The **IPA chart** and **find-by-sound** tools share the same phoneme metadata and detail system, so the learner gets consistent articulation guidance regardless of entry point.

## Project Structure

```
apps/web/ Next.js app (routes, server actions, UI)
packages/phonetics-data/ Phoneme metadata and CMUDict assets
packages/ui/ Shared shadcn/ui components
packages/helper-scripts/ CMUDict processing and word list generation
packages/audio-gen/ ElevenLabs TTS audio generation
docs/ Product briefs and feature design notes
```

**Why a monorepo?** Phoneme data is consumed by both the web app and the helper scripts that generate audio and word lists. Keeping it in a shared package (`phonetics-data`) means one source of truth with typed exports.

**Why co-located feature code?** Each route under `apps/web/src/app/[locale]/` groups its own `_components`, `_hooks`, `_lib`, `_store`, `_types`, and `_actions` in prefixed directories. This keeps feature code close to where it's used -- the transcription route alone has server actions, Zustand stores, Zod schemas, and several specialized hooks that don't belong anywhere else.

**Why typed phoneme copy instead of JSON catalogs?** General UI strings use next-intl JSON files (`messages/{locale}.json`). But phoneme descriptions, allophone contexts, and contrast notes live in TypeScript modules keyed by phoneme ID (`src/data/phoneme-details/{locale}.ts`).

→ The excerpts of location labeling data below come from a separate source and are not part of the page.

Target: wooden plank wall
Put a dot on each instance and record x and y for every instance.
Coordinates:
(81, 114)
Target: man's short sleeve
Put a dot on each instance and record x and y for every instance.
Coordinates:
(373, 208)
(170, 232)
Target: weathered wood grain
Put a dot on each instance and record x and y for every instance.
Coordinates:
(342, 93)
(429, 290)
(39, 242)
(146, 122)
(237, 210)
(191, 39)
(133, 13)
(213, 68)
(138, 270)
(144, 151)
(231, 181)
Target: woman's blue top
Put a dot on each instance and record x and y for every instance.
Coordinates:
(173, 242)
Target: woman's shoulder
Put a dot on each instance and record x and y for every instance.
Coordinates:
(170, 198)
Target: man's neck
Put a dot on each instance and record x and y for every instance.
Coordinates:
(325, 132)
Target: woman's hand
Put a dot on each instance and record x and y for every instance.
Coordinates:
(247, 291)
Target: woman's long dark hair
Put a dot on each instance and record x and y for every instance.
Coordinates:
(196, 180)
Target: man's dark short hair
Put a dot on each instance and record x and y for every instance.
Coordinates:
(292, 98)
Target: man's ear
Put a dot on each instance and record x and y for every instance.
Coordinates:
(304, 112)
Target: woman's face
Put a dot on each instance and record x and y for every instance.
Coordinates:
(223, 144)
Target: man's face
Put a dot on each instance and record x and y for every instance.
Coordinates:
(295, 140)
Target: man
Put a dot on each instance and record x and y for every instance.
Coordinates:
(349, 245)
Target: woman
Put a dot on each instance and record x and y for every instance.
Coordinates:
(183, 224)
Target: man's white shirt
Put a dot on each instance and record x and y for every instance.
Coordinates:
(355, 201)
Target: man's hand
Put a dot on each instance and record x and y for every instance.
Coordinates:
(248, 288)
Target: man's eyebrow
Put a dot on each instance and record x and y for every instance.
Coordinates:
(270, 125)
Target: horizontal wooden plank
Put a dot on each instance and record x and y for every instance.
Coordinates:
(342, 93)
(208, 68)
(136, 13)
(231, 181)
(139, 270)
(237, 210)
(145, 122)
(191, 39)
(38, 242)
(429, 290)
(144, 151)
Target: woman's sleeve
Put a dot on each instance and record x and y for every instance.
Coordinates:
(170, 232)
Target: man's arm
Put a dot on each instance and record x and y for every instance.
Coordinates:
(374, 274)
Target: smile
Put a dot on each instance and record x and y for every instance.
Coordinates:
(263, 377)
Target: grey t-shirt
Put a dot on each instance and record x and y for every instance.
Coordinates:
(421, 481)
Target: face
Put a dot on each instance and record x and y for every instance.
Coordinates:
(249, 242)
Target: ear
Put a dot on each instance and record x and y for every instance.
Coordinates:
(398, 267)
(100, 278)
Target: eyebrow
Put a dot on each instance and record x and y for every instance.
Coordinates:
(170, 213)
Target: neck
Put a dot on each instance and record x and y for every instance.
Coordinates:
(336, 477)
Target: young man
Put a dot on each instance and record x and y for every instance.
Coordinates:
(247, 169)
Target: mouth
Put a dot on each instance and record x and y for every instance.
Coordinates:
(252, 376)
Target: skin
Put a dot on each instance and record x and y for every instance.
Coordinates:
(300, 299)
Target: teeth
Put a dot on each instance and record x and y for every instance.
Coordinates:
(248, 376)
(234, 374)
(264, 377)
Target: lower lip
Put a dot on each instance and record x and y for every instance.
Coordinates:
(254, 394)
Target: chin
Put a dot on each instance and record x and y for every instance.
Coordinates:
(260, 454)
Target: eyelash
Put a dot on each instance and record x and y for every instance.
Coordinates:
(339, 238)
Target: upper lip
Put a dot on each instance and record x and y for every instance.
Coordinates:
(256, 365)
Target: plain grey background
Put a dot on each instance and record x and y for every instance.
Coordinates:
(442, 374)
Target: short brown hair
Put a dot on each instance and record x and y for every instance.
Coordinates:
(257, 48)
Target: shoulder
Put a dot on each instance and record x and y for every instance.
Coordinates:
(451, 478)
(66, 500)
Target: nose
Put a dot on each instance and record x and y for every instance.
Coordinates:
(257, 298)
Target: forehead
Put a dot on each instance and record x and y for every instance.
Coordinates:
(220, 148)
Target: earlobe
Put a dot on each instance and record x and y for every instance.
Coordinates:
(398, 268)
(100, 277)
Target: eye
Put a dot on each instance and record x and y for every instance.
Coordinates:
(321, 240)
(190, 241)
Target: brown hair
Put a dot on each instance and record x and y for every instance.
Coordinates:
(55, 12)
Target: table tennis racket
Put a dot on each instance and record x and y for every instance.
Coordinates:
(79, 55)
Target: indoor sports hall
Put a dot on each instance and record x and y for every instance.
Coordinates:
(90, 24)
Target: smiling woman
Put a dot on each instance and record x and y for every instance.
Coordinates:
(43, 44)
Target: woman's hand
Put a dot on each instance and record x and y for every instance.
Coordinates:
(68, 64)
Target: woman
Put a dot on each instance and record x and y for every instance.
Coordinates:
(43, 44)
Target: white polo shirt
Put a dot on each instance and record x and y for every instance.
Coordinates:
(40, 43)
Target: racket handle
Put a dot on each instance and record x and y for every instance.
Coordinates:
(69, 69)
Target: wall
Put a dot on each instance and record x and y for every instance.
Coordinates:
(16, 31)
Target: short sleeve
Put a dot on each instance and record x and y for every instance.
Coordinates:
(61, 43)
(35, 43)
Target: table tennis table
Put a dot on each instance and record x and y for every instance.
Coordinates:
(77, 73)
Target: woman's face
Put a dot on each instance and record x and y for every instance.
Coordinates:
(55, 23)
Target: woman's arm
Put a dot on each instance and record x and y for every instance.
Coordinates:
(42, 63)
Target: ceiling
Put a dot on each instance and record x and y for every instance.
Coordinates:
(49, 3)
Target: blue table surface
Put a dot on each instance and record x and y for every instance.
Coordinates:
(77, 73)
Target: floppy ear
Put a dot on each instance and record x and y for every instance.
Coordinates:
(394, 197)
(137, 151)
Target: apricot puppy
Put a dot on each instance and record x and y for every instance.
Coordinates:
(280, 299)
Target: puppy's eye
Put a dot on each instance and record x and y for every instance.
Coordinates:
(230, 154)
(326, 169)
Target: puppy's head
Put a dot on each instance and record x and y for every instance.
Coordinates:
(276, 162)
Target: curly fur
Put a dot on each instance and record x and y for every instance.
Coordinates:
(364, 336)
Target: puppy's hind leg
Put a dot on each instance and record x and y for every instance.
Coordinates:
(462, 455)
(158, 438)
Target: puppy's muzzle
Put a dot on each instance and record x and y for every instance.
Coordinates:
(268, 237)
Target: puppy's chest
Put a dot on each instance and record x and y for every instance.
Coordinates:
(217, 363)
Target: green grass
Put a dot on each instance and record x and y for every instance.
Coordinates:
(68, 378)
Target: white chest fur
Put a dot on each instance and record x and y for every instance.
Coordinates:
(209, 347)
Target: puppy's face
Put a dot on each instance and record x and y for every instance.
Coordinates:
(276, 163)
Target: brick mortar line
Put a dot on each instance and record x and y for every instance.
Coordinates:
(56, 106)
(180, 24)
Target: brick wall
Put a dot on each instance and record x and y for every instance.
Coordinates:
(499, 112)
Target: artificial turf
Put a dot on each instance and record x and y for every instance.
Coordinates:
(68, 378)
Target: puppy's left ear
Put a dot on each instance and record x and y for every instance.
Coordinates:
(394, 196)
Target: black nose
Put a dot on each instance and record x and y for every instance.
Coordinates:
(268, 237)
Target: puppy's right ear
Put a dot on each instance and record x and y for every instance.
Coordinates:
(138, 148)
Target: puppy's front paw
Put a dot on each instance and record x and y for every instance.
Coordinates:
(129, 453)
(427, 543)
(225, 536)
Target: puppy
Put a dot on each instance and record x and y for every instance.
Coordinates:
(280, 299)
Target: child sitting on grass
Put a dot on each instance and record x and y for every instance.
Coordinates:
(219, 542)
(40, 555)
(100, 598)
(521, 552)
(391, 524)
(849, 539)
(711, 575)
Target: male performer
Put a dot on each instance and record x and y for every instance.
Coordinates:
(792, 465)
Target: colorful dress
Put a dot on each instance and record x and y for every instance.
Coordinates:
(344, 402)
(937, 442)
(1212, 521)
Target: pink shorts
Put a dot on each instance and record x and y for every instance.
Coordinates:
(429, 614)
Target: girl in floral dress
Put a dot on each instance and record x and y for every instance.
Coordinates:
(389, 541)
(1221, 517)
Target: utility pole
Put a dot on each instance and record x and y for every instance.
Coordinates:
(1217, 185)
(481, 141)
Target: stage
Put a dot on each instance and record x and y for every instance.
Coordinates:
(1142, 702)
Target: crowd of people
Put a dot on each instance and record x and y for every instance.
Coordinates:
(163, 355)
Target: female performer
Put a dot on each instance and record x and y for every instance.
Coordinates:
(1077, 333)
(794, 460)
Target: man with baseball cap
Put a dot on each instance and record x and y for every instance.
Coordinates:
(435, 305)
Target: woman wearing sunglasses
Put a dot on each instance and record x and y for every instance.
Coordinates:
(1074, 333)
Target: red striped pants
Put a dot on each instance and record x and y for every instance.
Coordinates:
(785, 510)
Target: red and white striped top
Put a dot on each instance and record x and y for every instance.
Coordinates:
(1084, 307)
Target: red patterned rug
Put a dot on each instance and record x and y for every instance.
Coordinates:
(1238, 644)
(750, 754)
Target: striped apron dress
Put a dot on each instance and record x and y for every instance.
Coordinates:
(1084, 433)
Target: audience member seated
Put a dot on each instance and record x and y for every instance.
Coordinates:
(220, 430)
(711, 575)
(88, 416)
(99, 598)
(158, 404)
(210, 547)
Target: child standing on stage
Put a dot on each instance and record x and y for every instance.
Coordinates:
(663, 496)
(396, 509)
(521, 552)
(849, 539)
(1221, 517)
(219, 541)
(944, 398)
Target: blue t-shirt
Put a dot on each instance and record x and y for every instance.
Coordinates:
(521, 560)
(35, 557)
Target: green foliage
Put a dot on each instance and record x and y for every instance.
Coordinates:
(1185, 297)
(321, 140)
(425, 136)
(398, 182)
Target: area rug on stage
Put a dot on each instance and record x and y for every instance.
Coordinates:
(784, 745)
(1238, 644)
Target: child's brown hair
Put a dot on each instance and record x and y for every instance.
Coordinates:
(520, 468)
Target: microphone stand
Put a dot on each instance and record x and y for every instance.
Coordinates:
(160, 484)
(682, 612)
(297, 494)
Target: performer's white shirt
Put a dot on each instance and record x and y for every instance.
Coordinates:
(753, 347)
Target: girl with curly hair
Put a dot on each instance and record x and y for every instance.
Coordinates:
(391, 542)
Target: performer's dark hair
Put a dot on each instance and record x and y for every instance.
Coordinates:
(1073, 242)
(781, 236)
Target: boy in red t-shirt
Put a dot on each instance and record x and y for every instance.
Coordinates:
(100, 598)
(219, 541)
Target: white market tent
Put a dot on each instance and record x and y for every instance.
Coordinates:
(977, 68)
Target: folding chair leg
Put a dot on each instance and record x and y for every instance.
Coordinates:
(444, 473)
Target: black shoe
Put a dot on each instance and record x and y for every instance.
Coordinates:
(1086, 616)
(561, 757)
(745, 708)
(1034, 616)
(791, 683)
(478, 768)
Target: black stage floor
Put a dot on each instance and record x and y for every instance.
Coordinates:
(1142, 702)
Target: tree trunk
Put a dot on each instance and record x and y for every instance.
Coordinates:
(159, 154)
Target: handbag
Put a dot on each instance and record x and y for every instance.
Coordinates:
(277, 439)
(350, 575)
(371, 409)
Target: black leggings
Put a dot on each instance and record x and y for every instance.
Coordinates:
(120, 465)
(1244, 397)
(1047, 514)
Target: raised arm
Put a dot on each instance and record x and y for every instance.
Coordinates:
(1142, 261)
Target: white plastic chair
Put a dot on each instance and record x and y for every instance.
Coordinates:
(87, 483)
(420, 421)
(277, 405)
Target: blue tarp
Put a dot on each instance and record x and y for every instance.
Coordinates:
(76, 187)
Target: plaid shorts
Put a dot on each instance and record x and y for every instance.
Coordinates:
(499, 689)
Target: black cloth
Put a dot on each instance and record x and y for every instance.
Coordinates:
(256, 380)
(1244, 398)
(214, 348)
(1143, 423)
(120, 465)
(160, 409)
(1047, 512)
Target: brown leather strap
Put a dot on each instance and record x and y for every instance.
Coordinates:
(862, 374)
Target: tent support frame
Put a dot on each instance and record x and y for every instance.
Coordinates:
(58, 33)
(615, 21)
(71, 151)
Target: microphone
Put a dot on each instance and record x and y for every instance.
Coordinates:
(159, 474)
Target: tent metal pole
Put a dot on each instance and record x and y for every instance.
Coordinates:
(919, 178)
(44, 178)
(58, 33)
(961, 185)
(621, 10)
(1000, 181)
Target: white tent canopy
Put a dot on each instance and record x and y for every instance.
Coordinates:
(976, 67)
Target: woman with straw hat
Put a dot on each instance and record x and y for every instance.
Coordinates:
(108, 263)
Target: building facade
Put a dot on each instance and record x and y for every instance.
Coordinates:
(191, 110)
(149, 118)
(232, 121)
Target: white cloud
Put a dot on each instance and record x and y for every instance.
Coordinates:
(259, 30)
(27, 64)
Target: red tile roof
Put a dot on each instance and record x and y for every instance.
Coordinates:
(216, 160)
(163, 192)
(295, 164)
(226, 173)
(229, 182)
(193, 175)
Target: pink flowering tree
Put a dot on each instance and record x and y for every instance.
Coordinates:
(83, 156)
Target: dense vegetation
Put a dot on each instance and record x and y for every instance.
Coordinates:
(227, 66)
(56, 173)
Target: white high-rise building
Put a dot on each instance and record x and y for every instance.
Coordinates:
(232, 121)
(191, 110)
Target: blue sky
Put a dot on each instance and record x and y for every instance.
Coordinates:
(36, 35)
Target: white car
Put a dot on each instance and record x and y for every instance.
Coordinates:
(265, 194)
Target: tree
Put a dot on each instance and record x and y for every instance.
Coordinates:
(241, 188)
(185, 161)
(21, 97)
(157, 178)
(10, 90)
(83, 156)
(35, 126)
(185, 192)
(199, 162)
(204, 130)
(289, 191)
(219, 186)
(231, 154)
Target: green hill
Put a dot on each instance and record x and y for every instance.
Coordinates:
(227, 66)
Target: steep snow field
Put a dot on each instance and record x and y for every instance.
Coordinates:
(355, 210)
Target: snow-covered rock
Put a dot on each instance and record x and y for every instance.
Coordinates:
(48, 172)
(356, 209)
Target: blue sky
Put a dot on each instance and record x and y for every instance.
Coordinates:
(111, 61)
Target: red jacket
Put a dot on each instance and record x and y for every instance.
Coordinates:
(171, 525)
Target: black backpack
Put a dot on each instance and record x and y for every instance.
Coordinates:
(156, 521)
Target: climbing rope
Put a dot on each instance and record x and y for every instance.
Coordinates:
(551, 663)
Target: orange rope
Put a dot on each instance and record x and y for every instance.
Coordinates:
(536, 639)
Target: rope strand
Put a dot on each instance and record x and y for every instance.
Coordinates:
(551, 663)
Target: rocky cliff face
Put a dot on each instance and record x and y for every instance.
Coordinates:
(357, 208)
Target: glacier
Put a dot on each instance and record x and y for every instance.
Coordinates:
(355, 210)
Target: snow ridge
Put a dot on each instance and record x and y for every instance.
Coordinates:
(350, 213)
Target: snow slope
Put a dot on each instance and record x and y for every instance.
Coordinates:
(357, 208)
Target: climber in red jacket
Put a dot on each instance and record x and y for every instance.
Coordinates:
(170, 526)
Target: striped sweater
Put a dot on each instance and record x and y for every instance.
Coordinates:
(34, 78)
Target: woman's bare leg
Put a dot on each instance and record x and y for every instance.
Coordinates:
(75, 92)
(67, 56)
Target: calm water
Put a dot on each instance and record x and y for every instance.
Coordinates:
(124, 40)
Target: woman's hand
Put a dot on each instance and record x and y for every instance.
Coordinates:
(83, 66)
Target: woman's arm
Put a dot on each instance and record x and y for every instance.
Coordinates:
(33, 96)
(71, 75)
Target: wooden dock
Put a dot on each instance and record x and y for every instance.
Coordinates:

This preserves compile-time checks against the phoneme registry -- a missing or mistyped key is a type error, not a silent gap.

## Getting Started

### Prerequisites

- [Bun](https://bun.sh/) 1.3+ (package manager)
- Node.js 18.18+

### Install and run

```bash
git clone https://github.com/rigomart/phonaria.git
cd phonaria
bun install
```

Create `apps/web/.env.local`:

```bash
DATABASE_URL=postgresql://... # Neon PostgreSQL connection string
UPSTASH_REDIS_REST_URL=https://... # Upstash Redis for rate limiting
UPSTASH_REDIS_REST_TOKEN=...
SITE_URL=http://localhost:3000 # Used for sitemap/canonical URLs
SKIP_RATE_LIMIT=true # Bypass rate limiting in dev
```

```bash
bun dev # Start all packages (Turborepo)
# or
bun --cwd apps/web dev # Just the web app at localhost:3000
```

## Scripts

```bash
bun dev # Start dev servers (Turborepo)
bun build # Production build
bun lint # Biome check with auto-fix
bun check-types # TypeScript --noEmit across packages
bun test # Vitest unit tests
bun e2e # Playwright E2E tests (needs SKIP_RATE_LIMIT + DATABASE_URL)
```

Database (apps/web):

```bash
bun --cwd apps/web db:push # Push Drizzle schema to Neon
bun --cwd apps/web db:migrate # Run migrations
bun --cwd apps/web db:seed # Seed database
```

Data generation (packages/helper-scripts):

```bash
bun --cwd packages/helper-scripts cmudict-to-json # Convert CMUDict to JSON
bun --cwd packages/helper-scripts cmudict-stats # Generate coverage stats
bun --cwd packages/helper-scripts generate-word-mappings # CMU ARPA mappings for example words
python3 packages/helper-scripts/generate-curated-chunks.py # Tier 1/2 word lists (needs wordfreq)
```

## License

MIT. The embedded CMU Pronouncing Dictionary follows its original [BSD-3-Clause license](CMUdict-BSD-3-LICENSE.md).